München gilt als Stadt, die oft versucht, jede Ecke und Kanten zu schleifen. Zum Glück gelingt ihr es nicht immer. Unsere Autorin Nicole verbringt diese Woche auf jeden Fall in einigen dieser Locations – und nein: Das Tollwood-Festival ist damit nicht gemeint.

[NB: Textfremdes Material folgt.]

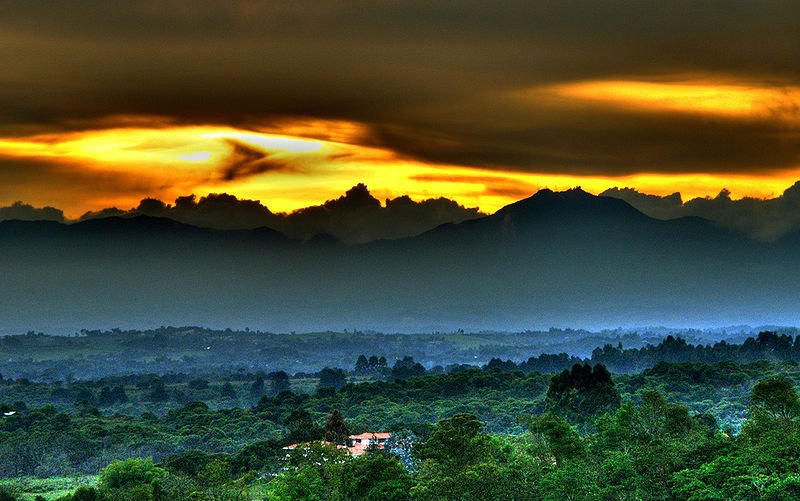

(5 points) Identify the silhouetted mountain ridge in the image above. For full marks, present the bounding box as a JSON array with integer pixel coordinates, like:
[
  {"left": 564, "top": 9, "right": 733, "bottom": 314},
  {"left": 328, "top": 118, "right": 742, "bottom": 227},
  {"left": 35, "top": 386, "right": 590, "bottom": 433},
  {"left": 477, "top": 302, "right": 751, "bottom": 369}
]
[{"left": 0, "top": 190, "right": 800, "bottom": 332}]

Und schon wieder ist mir ein Crêpe runtergefallen. „Entschuldigung, es ist mein erster Tag“, sage ich zu der Kundin, die mich verständnisvoll anlächelt. Neben meiner Arbeitsplatte wächst der Berg an misslungenen Crêpes und mit ihm meine Wut auf das BAföG Amt. Nach sieben Monaten Wartezeit wurde mein Antrag abgelehnt. Vorneweg: Ich komme aus keinem deutschen Akademikerhaushalt mit zwei gutverdienenden Elternteilen – eher im Gegenteil. Und weil der Antrag abgelehnt wurde, darf ich jetzt neben der Uni zwei Jobs machen. Wirklich witzig. Für diesen Monat bedeutet das, am Crêpe-Stand des Tollwood-Festivals stehen. Im Prinzip kein allzu schlechter Zeitvertreib. Besonders weil ich Crêpes essen kann, bis ich platze. Und trotzdem bin ich sauer, weil ich die Zeit gerne für andere Dinge übriggehabt hätte, mir gerne nicht ständig Sorgen um Geld machen würde. Der zweite Crêpe gelingt, juhu. „Danke fürs Warten!“, sag ich zur Kundin, die den dampfenden Pfannkuchen entgegennimmt.
Gut, dass ich diesen Freitag nicht arbeiten muss. Im Kafe Marat gibt’s nämlich Krach, auf den ich mich schon die ganze Woche freue. Es spielen vier Punkbands in dem selbstverwalteten linken Kulturzentrum, genau das, was ich nach dieser Woche brauche.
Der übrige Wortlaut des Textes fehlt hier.